My dad continues driving, but now he refuses to haul anything but the box containers. In takes about a year for the insurance to pay him his compensation for the accident. When he gets the money, he buys some land in Ovett, MS. He tells my mom that the land will be mine because she let him move back in when he broke his neck.
One night my mom wakes up. She has a bad feeling about my dad. She thinks that he is in trouble, so she starts praying. A little while later he calls. He almost had another accident. The straps broke that was holding the load. The load shifted. He was going down a mountain. According to him, an angel came and kept the truck from falling down the mountain. He wanted to know two things. 1. Where is Janie, the angel looked like her with her hair. 2. Were you praying? The answers were 1. I, Janie, was in my bed asleep. 2. Yes, I was praying. He said thank you.
My dad still misses his grandfather. He sometimes says that if he could only hear his grandfather preach just 1 more time.
My dad loses his son, William Ambers in July of 2000, William is only 27 years old.
In 2002 he marries Shelly. They have 1 child together. They divorce in 2009.
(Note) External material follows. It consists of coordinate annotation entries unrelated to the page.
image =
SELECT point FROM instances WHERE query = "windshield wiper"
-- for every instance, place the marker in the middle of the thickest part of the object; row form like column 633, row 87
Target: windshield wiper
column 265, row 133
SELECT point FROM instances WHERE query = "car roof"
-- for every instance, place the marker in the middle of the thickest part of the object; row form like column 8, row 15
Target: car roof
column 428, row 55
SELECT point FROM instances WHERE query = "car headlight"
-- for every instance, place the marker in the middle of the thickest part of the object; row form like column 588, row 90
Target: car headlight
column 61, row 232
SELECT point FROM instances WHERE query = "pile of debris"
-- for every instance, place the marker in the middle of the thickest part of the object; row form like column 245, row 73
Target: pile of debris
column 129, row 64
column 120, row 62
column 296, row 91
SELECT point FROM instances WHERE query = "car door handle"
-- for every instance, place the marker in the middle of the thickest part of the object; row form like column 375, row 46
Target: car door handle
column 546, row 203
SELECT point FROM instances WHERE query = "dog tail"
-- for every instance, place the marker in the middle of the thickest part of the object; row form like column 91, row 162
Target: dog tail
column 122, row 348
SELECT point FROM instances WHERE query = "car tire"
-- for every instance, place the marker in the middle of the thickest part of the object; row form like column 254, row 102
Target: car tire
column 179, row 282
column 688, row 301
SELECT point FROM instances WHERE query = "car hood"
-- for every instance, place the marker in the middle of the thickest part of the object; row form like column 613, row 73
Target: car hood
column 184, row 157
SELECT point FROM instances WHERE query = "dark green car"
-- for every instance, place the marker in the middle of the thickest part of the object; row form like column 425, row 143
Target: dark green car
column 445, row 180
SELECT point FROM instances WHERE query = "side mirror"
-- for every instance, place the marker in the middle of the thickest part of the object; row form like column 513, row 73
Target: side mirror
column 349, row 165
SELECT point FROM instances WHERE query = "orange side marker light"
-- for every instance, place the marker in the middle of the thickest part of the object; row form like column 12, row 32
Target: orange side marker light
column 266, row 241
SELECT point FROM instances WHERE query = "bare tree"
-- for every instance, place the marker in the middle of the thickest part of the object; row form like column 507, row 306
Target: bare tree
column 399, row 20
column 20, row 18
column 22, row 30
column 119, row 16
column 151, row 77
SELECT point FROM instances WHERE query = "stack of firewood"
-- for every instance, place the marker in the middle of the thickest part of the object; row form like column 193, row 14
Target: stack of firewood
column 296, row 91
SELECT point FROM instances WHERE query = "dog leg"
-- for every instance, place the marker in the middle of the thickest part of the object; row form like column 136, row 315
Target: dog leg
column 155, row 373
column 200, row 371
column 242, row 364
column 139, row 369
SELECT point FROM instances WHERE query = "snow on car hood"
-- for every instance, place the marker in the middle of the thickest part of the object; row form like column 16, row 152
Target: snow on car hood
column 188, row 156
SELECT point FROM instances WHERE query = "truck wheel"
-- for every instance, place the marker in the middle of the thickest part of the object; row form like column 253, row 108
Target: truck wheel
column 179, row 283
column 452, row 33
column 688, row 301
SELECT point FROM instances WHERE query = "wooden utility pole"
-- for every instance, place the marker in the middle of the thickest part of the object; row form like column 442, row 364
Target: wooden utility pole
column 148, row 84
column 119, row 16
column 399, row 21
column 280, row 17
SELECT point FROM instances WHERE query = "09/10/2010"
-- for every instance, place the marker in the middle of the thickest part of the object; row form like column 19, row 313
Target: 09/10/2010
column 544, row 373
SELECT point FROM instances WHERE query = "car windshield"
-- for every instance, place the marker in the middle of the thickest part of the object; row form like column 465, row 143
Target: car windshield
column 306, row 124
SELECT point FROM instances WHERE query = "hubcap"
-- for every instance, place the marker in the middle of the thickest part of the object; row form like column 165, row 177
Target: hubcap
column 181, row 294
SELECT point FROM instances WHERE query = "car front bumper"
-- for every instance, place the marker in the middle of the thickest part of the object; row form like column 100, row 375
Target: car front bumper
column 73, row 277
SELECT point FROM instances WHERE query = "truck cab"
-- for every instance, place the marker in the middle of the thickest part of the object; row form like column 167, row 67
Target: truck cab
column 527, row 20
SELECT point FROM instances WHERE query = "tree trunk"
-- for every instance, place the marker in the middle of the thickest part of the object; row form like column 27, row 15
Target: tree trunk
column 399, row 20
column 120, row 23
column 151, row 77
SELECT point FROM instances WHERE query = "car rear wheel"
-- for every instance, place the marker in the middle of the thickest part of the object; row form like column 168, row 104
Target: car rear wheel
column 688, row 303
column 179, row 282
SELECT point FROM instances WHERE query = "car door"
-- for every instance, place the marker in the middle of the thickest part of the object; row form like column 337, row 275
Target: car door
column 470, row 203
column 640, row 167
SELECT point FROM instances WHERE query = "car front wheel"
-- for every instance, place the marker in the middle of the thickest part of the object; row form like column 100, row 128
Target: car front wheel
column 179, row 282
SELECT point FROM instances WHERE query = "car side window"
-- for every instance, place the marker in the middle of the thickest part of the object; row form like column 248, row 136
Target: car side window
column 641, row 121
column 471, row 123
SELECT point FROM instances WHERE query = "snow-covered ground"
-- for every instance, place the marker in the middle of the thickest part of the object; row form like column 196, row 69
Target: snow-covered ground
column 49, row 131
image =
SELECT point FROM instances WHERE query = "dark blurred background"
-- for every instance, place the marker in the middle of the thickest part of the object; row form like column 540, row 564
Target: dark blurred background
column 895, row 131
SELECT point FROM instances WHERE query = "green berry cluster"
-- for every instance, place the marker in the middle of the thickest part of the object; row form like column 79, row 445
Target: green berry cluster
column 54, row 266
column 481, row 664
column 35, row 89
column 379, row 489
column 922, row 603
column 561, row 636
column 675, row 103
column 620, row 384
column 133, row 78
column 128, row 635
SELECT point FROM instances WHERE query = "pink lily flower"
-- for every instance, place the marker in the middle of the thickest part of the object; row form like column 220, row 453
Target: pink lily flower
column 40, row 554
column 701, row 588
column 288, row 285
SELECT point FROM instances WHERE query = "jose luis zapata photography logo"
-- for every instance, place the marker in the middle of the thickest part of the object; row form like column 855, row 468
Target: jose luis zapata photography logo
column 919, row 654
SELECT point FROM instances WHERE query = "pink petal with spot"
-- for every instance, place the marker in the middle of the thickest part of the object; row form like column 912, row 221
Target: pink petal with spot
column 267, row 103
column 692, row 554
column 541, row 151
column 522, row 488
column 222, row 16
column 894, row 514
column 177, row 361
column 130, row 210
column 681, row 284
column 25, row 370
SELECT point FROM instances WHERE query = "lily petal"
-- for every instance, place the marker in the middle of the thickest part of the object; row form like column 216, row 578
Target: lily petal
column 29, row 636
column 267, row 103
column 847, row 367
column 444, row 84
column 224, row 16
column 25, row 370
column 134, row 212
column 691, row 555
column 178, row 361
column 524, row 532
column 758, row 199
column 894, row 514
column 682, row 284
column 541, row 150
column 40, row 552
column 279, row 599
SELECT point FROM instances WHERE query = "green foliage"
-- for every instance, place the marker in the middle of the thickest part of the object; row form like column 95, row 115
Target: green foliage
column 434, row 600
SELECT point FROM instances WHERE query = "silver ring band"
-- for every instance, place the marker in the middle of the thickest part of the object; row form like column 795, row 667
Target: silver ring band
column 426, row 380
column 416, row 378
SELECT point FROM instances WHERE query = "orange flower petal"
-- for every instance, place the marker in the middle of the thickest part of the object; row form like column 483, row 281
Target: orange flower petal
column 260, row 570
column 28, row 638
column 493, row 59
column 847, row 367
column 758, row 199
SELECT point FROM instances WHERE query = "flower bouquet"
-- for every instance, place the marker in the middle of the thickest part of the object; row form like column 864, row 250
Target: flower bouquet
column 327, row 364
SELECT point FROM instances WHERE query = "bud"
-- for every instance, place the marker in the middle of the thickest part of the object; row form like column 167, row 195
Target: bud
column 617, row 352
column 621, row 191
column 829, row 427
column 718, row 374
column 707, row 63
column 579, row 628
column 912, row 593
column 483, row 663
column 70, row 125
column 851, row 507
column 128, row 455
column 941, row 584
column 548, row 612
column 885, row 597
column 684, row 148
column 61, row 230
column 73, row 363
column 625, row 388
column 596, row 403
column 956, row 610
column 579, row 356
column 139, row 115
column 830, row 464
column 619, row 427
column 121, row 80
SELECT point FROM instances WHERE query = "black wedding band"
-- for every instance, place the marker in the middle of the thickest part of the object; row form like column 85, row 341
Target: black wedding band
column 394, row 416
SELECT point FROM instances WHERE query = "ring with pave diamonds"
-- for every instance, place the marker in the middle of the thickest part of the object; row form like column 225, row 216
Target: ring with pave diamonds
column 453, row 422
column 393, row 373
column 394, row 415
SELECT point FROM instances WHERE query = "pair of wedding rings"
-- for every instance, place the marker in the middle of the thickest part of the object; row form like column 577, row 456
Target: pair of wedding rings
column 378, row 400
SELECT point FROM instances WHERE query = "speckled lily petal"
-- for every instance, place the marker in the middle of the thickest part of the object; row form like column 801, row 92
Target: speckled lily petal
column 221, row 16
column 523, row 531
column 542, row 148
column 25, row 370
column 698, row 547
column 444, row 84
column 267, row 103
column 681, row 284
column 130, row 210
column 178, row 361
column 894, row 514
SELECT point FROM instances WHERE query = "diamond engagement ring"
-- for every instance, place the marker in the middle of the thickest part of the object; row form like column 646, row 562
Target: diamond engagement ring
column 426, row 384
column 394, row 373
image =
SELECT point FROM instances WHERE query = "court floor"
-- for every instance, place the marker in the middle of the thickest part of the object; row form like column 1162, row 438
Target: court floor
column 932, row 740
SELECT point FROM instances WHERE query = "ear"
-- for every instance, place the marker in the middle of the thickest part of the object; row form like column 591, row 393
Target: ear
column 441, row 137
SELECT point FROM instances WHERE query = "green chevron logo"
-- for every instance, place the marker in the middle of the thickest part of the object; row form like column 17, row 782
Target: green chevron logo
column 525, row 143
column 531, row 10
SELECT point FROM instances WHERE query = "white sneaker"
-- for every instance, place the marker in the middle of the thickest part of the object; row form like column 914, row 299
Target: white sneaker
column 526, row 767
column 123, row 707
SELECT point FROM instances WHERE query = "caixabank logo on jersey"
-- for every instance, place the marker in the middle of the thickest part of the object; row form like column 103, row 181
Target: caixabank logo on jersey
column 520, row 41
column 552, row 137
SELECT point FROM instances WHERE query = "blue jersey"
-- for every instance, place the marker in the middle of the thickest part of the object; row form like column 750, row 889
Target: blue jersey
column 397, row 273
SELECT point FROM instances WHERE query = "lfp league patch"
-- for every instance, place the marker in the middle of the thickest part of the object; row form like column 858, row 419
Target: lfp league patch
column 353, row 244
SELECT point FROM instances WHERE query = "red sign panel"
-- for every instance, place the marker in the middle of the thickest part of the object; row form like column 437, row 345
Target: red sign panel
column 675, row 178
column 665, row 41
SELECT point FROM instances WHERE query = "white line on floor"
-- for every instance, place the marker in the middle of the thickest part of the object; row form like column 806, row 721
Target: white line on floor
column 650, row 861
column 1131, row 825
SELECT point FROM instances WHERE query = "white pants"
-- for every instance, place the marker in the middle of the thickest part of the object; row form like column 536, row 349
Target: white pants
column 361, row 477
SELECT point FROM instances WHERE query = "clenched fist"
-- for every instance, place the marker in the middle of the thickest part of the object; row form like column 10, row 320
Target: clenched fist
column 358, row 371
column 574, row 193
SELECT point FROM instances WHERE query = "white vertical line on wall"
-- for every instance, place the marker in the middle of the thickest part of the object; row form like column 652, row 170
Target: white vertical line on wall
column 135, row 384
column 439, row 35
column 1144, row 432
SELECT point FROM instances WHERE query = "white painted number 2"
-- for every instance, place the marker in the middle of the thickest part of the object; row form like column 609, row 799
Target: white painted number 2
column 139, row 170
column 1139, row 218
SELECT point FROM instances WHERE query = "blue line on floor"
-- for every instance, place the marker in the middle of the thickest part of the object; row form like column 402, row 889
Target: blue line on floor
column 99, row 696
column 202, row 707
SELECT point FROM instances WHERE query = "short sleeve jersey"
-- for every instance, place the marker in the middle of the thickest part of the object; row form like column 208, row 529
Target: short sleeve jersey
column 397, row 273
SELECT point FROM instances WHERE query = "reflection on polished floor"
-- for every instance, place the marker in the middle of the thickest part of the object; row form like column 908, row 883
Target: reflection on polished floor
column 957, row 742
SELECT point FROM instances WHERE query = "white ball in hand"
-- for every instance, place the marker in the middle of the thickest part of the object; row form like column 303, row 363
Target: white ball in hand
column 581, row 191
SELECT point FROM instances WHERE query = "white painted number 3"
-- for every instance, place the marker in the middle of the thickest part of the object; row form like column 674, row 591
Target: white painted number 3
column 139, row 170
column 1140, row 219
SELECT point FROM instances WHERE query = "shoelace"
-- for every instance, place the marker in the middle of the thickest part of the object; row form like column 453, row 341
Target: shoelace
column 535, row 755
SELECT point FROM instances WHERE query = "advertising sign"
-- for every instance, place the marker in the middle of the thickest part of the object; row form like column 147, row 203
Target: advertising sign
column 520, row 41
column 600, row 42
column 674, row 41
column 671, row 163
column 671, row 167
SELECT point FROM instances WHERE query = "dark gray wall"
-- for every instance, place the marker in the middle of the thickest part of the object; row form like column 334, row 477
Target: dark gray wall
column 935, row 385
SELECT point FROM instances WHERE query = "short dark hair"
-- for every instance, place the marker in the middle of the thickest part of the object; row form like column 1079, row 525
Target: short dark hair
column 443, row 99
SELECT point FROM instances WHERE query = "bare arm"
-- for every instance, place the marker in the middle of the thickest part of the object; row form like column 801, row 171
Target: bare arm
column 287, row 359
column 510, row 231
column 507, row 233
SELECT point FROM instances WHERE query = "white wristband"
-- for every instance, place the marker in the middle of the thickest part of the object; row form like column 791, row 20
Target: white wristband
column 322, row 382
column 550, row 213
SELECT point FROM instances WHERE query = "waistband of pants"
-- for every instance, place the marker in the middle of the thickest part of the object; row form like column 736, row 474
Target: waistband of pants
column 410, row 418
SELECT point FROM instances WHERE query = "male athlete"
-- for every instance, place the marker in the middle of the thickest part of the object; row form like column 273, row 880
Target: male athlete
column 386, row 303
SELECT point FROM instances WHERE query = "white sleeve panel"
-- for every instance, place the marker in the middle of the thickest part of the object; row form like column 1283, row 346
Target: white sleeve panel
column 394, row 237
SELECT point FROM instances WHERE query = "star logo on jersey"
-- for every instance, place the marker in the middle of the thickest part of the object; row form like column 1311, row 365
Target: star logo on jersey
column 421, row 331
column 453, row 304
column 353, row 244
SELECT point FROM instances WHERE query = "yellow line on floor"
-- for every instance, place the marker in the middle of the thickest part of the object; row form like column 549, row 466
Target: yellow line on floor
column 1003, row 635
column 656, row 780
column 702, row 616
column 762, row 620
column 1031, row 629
His mother Kathleen passes away in December of 2014, in Jackson, Mississippi, at the age of 91.
He starts asking questions about the Bible. I try to answer the questions. The main question that he keeps asking I am not able to answer. So, start on a quest to find the answer.
Jan. 2019 my dad calls me from the emergency room. Within the week we find out that he has stage 4 lung cancer. He must give up truck driving. He now starts going to church. He asks me to get him some Bibles because he wants to hand them out. I order 10 Bibles. He gives all of the Bibles away. The Sunday before he passes, he asks the preacher, of the church that he has been going to, to come and pray with him. He gives his heart to Jesus. He passed away in May of 2019, in Ovett, Mississippi, when he was 75 years old.
I am thankful that I will see him again in heaven. I still miss him so much.